Anzahl Wohnungen: 50
Geschossfläche: 5.742 m²
Leistungsphasen: 1-5 + KOL
Fertigstellung: 2009

Mitarbeit: Charlotte Hepp, Ferdinand Oswald, Julia Goldschmidt, Thomas Haimann
Bauherr: ABG Frankfurt Holding

Inmitten des beliebten Frankfurter Stadtteils Bornheim liegt das im Jahr 2003 aufgegebene historische Straßenbahndepot.
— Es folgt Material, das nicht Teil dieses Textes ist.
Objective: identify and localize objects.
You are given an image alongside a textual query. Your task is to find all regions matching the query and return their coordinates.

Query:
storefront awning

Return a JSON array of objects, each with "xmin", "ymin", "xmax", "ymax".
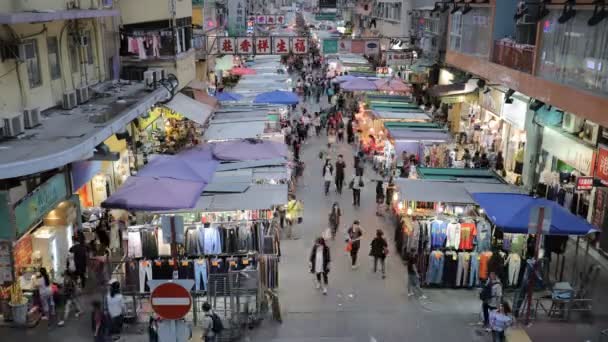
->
[
  {"xmin": 395, "ymin": 179, "xmax": 521, "ymax": 204},
  {"xmin": 164, "ymin": 93, "xmax": 213, "ymax": 125}
]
In den folgenden Jahren wurden Depot und umliegende Brachflächen von drei Architekturbüros zu einem urbanen Quartier mit einer Mischnutzung aus Wohnen, Arbeiten, Einzelhandel und Gastronomie umgewandelt. Ein denkmalgeschützte Gebäude, das Straßenbahndepot und ein gründerzeitliches Wohnhaus blieben erhalten. Als wesentlichen Bestandteil des Ensembles realisierten Stefan Forster Architekten vier Stadthäuser, die sich mit ihrem klinkerverkleideten Sockel und der hell verputzten Fassade in den Kontext einfügen. Loggien stellen die Verbindung zum neu entwickelten Quartiersplatz her. Auf der Rückseite öffnen sich die Wohnungen mit Balkonen zum begrünten, ruhigen Innenhof. Als „größtes innerstädtisches Passivhausprojekt in Deutschland“ erhielt das Quartier 2011 den Green Building Award der Stadt Frankfurt sowie 2010 einen Anerkennungspreis beim deutschen Städtebaupreis.